With the Belgian Classics about to move into full swing the experienced team boss is adamant that he and his riders should be judged after the spring campaign.
"I can't deny we have zero points. It's too early to judge us though. We have a lot of injured riders, two of them crashed in Paris-Nice, Chavanel was ill and Boonen was ill. You can't read too much into the season so far," Lefevere told Cyclingnews on the eve of Dwars Vlaanderen.
"I remember back in 2001 when we were in a similar position and we ended up getting first second and third in Paris-Roubaix. Don't judge us before the Classics finish."
Lefevere's belief in the likes of Tom Boonen will be put to the test over the coming weeks. Although he is one of the favourites for nearly all the one-day races he enters in the spring, Boonen has not won a monument since Paris-Roubaix in 2009 and in 2010 he was outclassed by an unbeatable Fabian Cancellara.
Quick Step also lost the services of several riders in the off season, including double Flanders winner, Stijn Devolder.
"Why should we change things after so many years? For the last 15 years we've been winning at least one major Classic every year so I don't need a need make a difference," Lefevere added.
"I get asked if we are as strong as last year all the time. Of course there are some good riders who have gone but it's all about money and budget but please don't make final decision about our team now. Call me after Liege and we'll talk. I've had to repeat that answer every year for the last 15 years."

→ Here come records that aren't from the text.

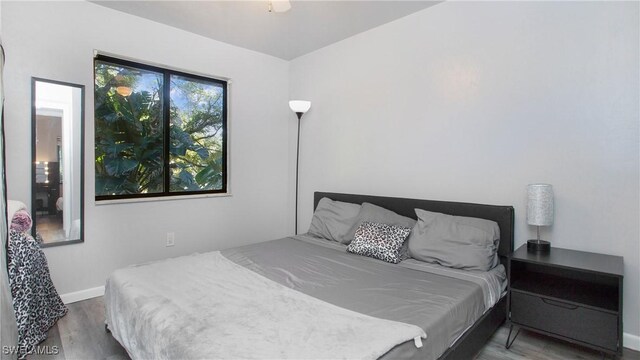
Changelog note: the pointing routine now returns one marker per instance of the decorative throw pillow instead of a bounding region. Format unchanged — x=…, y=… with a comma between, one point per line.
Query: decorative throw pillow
x=455, y=241
x=332, y=220
x=377, y=214
x=380, y=241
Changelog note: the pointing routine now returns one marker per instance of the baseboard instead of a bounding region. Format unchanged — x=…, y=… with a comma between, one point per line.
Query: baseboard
x=82, y=295
x=631, y=341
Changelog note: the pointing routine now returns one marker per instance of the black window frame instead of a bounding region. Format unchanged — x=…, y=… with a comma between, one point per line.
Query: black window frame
x=166, y=106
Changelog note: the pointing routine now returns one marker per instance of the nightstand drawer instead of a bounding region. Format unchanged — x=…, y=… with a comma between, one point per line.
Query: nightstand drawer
x=575, y=322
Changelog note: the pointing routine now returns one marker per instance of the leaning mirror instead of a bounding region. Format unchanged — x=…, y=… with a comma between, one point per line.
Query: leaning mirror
x=57, y=180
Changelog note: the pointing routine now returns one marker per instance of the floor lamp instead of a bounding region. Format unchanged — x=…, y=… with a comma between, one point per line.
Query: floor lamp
x=299, y=107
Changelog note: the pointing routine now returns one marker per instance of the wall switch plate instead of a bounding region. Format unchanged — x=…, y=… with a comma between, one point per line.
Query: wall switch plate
x=171, y=239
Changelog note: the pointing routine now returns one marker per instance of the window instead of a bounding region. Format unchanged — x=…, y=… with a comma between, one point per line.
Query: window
x=158, y=132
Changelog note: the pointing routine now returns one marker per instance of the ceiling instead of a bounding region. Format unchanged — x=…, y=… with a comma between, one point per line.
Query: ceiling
x=308, y=26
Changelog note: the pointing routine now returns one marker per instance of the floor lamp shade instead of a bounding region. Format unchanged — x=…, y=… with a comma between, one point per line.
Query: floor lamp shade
x=299, y=107
x=540, y=212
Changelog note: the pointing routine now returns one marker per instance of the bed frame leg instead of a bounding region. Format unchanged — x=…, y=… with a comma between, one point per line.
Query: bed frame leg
x=509, y=343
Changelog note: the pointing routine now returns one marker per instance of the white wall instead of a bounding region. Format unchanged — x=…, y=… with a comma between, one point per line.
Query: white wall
x=56, y=41
x=472, y=101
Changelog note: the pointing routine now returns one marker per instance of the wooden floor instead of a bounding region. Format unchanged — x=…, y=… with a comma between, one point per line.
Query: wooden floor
x=81, y=335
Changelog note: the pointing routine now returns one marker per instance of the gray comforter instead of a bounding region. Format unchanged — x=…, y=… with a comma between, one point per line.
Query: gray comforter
x=442, y=301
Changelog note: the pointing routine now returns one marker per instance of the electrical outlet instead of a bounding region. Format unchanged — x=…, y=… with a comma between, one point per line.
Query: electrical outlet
x=171, y=239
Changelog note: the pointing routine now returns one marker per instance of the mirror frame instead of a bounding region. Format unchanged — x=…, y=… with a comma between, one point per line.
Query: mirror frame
x=33, y=159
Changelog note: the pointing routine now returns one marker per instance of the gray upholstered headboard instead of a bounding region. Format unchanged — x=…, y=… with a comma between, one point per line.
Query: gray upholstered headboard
x=503, y=215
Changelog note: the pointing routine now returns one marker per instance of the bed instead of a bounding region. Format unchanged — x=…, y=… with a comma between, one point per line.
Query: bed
x=317, y=300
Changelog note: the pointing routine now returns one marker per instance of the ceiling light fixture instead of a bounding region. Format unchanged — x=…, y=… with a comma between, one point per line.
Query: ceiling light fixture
x=279, y=5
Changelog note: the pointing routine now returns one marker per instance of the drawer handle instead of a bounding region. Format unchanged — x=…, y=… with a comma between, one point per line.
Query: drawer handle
x=560, y=304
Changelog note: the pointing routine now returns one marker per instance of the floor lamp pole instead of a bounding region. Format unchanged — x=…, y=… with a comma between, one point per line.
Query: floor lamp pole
x=297, y=161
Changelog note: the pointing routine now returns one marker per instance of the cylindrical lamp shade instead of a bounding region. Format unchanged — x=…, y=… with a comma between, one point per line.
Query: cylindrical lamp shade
x=540, y=204
x=300, y=106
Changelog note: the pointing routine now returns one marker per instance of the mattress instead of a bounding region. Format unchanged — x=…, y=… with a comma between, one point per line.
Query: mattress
x=441, y=302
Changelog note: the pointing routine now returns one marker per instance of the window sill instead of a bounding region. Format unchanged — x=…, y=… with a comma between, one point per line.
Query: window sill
x=159, y=198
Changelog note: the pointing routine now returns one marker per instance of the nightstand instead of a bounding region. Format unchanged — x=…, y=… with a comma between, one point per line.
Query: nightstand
x=570, y=295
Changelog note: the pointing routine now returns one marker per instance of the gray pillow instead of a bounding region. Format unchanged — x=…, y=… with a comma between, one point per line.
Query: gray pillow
x=455, y=241
x=332, y=220
x=379, y=241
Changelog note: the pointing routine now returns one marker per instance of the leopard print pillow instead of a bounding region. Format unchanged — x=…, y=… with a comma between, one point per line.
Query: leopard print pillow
x=380, y=241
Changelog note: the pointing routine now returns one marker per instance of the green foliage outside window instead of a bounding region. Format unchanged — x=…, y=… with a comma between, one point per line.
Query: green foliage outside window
x=130, y=129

While Lefevere was quick to defend his riders and his recruitment policy he did add that as the sport has developed so had team budgets and that although his squad received a cash injection at the tail-end of last season, they're still scrapping in the transfer market while bigger teams flex their financial clout.
"Of course we're still confident but we're working as hard as we can. I've always put quality over quantity. I don't think we're one of the strongest teams and it's hard to fight against teams that have 50 per cent more budget than we have. If someone has five million more than you it changes things."